OK web potatoes, here's a site for you to have a gander at:
http://news.independent.co.uk/uk/environment/story.jsp?story=378153
'Silent watcher' leaves his wildlife archive to website
By Michael McCarthy Environment Editor
14 February 2003
The stunning wildlife photographs and films of one of Britain's most
remarkable naturalists are to be made available to millions of people
through a new conservation website.
Eric Ashby, known as "the silent watcher", revolutionised the way in
which wildlife was shown on television by filming animals such as deer,
badgers and foxes in entirely natural settings near his home in the New
Forest.
When his debut film The Unknown Forest was broadcast by the BBC in
January 1961 it set a new benchmark for natural history broadcasts, and
won lasting praise, as did a series of films that followed.
Mr Ashby died last week aged 85, but his legacy is to be celebrated
using technology undreamt of when he first started filming animals as a
teenager. Before his death he gave consent for all his photographs and
moving footage to be digitally copied and made globally accessible by
Arkive, a Bristol-based conservation website recording the images and
sounds of threatened wildlife, which will be launched by Sir David
Attenborough in May.
"Sir Peter Scott called Eric Ashby 'the silent watcher' and by all
accounts he was the most shy and self-effacing man," said Harriet
Nimmo, the Arkive project manager. "But he was always interested in
innovation. He began filming in the early 1930s when it was still quite
rare for ordinary people to have the equipment. He was the first to
capture British wildlife in natural settings, without lights, and he
broke yet more new ground by using colour to shoot a nature television
film. Clearly, he retained his interest in new technology – he was
determined to bequeath his extraordinary collection of photographs,
films, notes and equipment in a way it could be shared by the world."

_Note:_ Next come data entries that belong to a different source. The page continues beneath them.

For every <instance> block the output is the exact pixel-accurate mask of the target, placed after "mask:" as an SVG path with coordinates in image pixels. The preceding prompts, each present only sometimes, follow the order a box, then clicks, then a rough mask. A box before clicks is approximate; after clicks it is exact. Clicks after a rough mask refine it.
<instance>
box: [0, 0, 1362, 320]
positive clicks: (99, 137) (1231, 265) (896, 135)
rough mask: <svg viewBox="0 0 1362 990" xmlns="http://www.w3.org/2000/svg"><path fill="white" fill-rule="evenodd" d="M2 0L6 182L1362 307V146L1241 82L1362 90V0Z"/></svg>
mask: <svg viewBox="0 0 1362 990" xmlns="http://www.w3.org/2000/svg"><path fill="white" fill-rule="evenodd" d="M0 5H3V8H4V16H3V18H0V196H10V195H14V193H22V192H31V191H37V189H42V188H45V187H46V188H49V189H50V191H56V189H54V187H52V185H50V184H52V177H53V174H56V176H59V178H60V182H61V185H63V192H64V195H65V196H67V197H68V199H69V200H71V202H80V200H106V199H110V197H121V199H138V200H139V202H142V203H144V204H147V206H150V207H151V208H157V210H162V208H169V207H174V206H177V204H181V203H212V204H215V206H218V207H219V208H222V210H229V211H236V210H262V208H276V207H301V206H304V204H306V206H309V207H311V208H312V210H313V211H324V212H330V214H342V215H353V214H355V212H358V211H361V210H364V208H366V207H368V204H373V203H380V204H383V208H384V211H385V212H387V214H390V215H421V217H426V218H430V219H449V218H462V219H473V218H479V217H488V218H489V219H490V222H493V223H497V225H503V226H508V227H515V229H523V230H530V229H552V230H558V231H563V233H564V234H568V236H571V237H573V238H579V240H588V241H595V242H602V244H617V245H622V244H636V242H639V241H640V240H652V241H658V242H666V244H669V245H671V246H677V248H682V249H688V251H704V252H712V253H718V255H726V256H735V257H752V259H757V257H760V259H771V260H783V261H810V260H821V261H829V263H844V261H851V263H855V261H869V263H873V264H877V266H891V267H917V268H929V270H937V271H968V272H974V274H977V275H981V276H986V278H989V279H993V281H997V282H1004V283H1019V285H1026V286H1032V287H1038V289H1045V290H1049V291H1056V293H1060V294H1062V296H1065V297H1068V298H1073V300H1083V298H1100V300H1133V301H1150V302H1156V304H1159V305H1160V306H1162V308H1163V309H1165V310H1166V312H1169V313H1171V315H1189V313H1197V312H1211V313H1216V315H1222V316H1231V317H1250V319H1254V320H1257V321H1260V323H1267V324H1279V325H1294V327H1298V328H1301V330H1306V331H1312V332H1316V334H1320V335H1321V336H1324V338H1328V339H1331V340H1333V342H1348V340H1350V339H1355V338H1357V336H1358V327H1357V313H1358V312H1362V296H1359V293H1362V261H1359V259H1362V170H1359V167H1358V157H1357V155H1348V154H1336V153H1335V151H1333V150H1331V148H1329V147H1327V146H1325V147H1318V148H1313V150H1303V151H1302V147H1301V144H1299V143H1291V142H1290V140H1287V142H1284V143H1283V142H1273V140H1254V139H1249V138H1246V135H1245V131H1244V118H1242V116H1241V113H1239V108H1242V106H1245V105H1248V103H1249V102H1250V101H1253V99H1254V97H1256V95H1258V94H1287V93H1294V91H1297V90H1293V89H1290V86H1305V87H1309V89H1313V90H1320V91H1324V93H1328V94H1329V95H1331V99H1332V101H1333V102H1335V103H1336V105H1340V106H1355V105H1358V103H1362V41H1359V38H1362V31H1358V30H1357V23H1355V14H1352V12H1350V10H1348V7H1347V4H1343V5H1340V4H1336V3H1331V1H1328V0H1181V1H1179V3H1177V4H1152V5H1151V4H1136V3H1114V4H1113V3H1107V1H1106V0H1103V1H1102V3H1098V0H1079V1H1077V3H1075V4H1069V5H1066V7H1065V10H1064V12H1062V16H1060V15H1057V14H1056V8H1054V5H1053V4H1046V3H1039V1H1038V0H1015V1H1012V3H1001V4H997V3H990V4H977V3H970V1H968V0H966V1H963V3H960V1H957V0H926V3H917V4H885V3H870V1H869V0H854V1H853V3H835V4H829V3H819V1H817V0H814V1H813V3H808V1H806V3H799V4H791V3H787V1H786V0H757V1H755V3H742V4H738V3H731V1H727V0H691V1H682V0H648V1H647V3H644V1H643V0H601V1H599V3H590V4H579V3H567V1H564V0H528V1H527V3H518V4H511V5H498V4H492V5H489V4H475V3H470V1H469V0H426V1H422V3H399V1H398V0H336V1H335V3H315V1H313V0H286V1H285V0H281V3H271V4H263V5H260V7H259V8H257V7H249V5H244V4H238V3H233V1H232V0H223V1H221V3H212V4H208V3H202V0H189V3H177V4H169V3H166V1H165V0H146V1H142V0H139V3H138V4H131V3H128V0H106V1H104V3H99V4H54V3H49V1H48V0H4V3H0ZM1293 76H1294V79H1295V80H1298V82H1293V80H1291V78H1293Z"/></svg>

Arkive researchers are only just starting to assess the full value of
the gift but it has already produced one special contribution to the
website, which has been described as an online Noah's Ark.
"On our very first dip into Mr Ashby's material, we found a perfect
picture of a red-backed shrike on its nest," said Richard Edwards, the
chief researcher. "It is a species which was once found in the New
Forest but sightings now are very rare, and as far as we know it has
been many years since any nested here. Certainly, we've encountered no
other shot like this one. It's a real treasure."
The photograph will be added to the 5,000 stills and 40-plus hours of
moving imagery which will make up the first generation of the Arkive
project, and there are high hopes that Mr Ashby's bequest will contain
further rarities as the research continues.
The Arkive website can be found at www.arkive.org.uk.